Page MenuHomePhabricator

InstCombinePHI: Partial simplification of identity operations
ClosedPublic

Authored by kuhar on Jul 30 2015, 8:00 AM.

Details

Reviewers
majnemer
jmolloy
Summary

Consider this code:

...
BB:
  %i = phi i32 [ 0, %if.then ], [ %c, %if.else ]
  %add = add nsw i32 %i, %b
  ...
`

In this common case the add can be moved to the %if.else basic block, because adding zero is an identity operation.

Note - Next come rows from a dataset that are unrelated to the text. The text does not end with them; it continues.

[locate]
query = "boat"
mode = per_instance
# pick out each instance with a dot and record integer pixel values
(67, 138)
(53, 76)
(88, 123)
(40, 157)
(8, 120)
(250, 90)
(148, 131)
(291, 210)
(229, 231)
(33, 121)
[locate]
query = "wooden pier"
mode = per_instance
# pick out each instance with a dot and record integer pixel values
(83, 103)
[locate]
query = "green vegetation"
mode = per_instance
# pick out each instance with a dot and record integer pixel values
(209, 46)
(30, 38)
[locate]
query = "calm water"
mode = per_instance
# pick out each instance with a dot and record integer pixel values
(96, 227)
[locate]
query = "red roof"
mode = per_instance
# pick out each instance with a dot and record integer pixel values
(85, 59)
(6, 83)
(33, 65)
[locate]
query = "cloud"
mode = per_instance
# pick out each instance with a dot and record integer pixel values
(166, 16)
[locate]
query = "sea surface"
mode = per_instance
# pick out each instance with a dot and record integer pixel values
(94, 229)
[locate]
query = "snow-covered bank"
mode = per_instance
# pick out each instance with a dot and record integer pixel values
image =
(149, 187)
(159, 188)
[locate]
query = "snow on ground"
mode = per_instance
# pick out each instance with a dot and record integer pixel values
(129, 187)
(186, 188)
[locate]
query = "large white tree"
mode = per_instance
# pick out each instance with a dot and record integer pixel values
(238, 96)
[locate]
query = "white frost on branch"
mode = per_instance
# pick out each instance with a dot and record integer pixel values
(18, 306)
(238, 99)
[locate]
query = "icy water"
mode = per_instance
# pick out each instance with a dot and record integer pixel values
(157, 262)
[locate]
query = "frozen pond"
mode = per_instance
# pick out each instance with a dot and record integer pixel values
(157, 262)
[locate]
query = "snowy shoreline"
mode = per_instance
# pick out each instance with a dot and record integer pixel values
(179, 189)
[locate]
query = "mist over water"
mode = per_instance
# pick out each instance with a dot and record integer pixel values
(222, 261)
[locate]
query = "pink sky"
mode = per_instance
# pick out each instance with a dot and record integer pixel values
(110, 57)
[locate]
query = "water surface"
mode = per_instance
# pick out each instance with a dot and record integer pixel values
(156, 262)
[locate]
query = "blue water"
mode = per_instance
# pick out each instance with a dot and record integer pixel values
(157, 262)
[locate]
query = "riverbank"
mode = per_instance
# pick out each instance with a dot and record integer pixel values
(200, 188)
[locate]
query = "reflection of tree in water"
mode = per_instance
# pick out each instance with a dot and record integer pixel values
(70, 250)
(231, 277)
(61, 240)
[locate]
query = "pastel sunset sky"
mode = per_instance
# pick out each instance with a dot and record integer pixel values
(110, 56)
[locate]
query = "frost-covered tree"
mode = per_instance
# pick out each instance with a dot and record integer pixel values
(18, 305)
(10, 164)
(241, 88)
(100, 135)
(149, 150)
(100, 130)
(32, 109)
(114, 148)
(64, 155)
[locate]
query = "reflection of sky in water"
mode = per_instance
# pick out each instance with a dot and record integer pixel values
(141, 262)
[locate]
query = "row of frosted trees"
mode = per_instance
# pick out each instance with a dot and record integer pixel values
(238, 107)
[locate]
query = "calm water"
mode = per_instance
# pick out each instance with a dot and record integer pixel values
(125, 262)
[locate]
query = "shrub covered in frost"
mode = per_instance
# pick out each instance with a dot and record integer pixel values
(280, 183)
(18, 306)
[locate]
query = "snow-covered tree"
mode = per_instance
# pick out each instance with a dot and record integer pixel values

If we go though %if.then branch it's always a win, because add is not executed; if not, the number of instructions stays the same.
This pattern applies also to other instructions like sub, shl, shr, ashr | 0, mul, sdiv, udiv | 1.

Diff Detail

Repository
rL LLVM

Event Timeline

kuhar updated this revision to Diff 31027.Jul 30 2015, 8:00 AM
kuhar retitled this revision from to InstCombinePHI: Partial simplification of identity operations.
kuhar updated this object.
kuhar set the repository for this revision to rL LLVM.
kuhar added a subscriber: llvm-commits.
jmolloy requested changes to this revision.Aug 3 2015, 2:51 AM
jmolloy added a reviewer: jmolloy.
jmolloy added a subscriber: jmolloy.

Hi Jakub,

Thanks for working on this! I've got a bunch of comments from this first round of review.

Cheers,

James

lib/Transforms/InstCombine/InstCombinePHI.cpp
784

"if *a* PHI node"

787

"we can hoist this instruction into only one of the incoming blocks"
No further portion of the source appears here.